According to Father Tae, the authorities were convinced she'd gone on a killing spree, responsible for six deaths, making all of them look like accidents—and she'd done it all before the age of fifteen. When suspicion fell on her, she'd tried to run. But through a series of bizarre incidents, she'd burned to death in a building.

She wasn't dead, of course, but no one could prove otherwise. When he'd traced Kanan's path to him, from beyond the orphanage to the university, graves were all he found. Kanan had effectively erased her past, ensuring the world would never know who she was.

Except Father Tae had known. Though, as it turned out, Father Tae wouldn't be telling anyone anything again, the poor old man. In Gonou's last conversation with him, the aging priest's heart had simply quit. It was sad, but hardly a surprise. He'd said he wasn't very healthy, after all.

Even so, it wasn't as if anything had changed for Gonou. Kanan was still his sister and his wife, even if she was a serial killer. But he supposed they should discuss the killings.

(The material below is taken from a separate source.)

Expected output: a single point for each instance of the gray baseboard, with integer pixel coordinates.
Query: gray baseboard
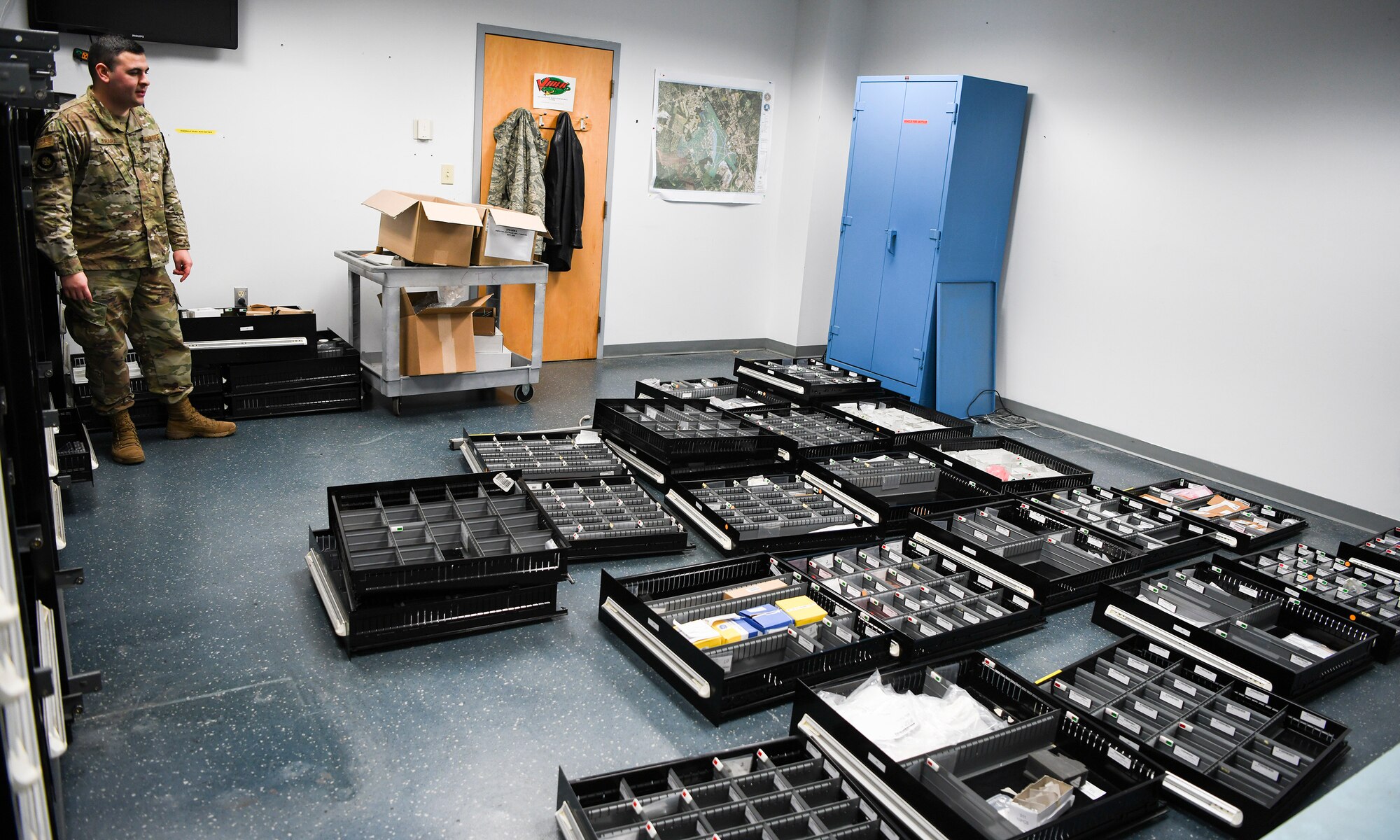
(710, 346)
(1304, 502)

Because now he knew how the woman at the restaurant had gotten locked in the freezer when she'd been alone—the same woman who'd fired Kanan. There was also the professor who'd given her a poor grade—he'd fallen down a flight of stairs in the library. Both incidents were reported as explainable but suspicious accidents. If deaths continued to add up, life might become inconvenient.

The hay wagon stopped and he got out, glad to see his home. At the front door he paused: maybe the serial killer talk could wait. At the moment, he was looking forward to sleeping in their bed, wrapped in Kanan's embrace. One more night wouldn't change anything.

He stepped inside, finding the house—his sanctuary—destroyed. A great battle had been fought, and Kanan was missing.

He panicked, cold fear coursing through his body. He raced to his neighbors' house to find out what they knew. After a handful of conversations with various people, he knew the bitter truth, and more layers of his happy life began to peel away. They'd traded his only family to save their own.

He was so polite, they thought he'd understand. He was so kind, they thought he'd see reason in their plight. He was such a milquetoast, they thought him incapable of doing anything about it.

Then he went home to his little house and calmly retrieved a kitchen knife.